I haven’t a fucking clue what ‘something else‘ is. I have never had a specific career… What do you do for a living? I have no fucking idea. I’ve never known what wanted to be when I grew up. I suppose I’m grown up now (and not happy about it) and I still don’t know what I want to be.
I’ve written about this before… a couple of times. And although it’s been nearly a year since those posts, I am in the same place. Oh, except that my one connection is gone. And my head is probably more messed up. Okay, not probably. It is.
If I knew what I wanted to be at any point before or during my college years or in the few years following, I could have done it. I could have been whatever I wanted (not like, a rock star or a movie star, but you know… within reason). I’ve always been very intelligent. Like, nerd-level intelligent. Not Dr. Sheldon Cooper, but you know, really smart. My sister D hated that I was this way without even trying. She is really smart, too, but she studied a lot. I didn’t. What a bitch I am, right?!

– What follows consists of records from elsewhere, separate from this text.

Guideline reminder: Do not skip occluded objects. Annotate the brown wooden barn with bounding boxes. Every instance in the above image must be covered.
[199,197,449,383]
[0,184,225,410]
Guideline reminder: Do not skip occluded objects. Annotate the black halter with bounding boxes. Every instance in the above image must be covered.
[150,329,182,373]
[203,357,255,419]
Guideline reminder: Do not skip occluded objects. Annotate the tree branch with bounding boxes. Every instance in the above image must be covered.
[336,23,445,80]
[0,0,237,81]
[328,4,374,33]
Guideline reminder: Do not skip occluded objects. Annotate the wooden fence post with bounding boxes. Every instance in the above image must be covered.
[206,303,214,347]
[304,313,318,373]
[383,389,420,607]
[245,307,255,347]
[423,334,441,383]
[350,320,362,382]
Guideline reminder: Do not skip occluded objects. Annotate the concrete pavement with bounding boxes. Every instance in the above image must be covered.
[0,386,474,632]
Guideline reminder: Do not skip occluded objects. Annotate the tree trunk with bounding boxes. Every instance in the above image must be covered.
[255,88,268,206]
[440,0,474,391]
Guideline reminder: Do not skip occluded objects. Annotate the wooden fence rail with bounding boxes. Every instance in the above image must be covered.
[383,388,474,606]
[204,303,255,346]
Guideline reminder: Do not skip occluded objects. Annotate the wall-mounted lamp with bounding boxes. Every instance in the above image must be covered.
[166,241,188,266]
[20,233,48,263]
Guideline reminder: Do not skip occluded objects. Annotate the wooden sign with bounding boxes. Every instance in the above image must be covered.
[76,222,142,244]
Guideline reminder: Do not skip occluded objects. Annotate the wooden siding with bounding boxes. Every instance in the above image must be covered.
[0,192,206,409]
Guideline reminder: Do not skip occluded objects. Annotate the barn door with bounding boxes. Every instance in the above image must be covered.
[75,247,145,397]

Of course, she always knew what she wanted to do with her life. Since she was about 14. So she’s in a great career place. And I’m nowhere. Because I still don’t know. And even if I did, it’s too late for me now.
Further my education in a field that interests me.
I have no idea what that field would be and I cannot afford further education which is half the reason I’ve never done this.
Find a work-from-home job.
I would love to! LOVE. Love. love. Tell me where to find one… because I’ve been hunting for over two years and I have found… squat.
How about a job at a school – it might offer more time with the kids.
I’d like this, too. I could never be a teacher… and I obviously do not have that education/background. But some other school job? Sure! Sign me up! But everyone wants a job like this. They are extremely hard to come by. Unless maybe you “know someone”.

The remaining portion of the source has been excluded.